I hope you will do me the kindness to follow up our correspondence as long as I live, for Jabez is so much engrossed in business that he has not written to me near as often as I think he ought to—
The old fellow must be nearing eighty. At last count, he’d lost seven children. I’ve lost two, she thought, and wondered if the pain multiplies with each new death.
He is the only son I have left that I ever expect to hear from. I was much surprised to learn by your letter that Jabez had gone into that country with the intention of settling there where he can promise himself nor his family anything but the roughest kind of a rough life the remainder of his days, and I do hope and pray for his sake and yours, if he lives to return, that he will forever abandon the thought. We are all born to suffer as well as to enjoy, but there is no fatal necessity of our running into trouble with our eyes wide open, and as for escaping trouble by shifting our situation, it is vain, and for you and him to move into that country will be to deprive you both of what little comfort is to be enjoyed in this life.
“Father William,” she said to Eliza. “I’ve never met him, did you? He’s probably an ornery old soul, maybe a complainer, but I think I’d like him.”

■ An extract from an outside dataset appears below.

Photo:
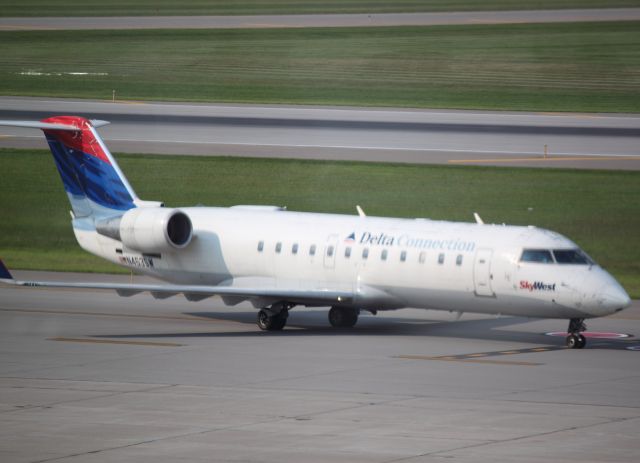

… if Jabez returns, please say to him that I think he owes me one more visit since it has pleased God to spare my life to such an advanced age, and I shall look
for it.
“How I wish we might oblige him. But here we are, running into trouble with our eyes wide open. I leave you behind, Eliza, to watch over them for me. Charlie and Sarah Belle. I leave Jabez’s children in your care.”
44
They took passage at St. Joseph aboard the Deer Lodge on the fourteenth of March, a gloomy day, the wind sharp out of the northeast. Leafless branches overhung the river, a skim of ice nestled in the shadows along the banks. Agnes watched Dick supervise the stowing of their freight on the lower deck, and she struggled with memories of her trip up the Missouri many years before, with their children and chickens, their baggage and their dreams.
Now the same river would carry her on the next leg of her journey, and as the sleek sternwheeler swung into the middle of the river and left St. Joseph behind, the throb of the engines matched the throb of the blood in her veins. When they passed Forest City later that afternoon and bid good-bye to Holt County, she had no regrets.
They stopped in Omaha and Yankton for supplies and struck the first sand bar just above Randall where they stalled for a full day and a half. The captain tried sparring off, a strange operation in which poles are pushed into the river bed and the boat is expected to leap ahead like a one-legged man on crutches, but the project failed, and they simply waited for the river to rise. Which it did, thankfully, when the next evening’s rainfall set the boat afloat once again. The captain informed her that it promised to be an unusually low-water year for the river, and he cheerfully advised her to expect the trip to last an extra month while they negotiated sandbars and the ever-changing channel, dodged snags usually lodged well below the surface, cordelled over rapids normally drowned.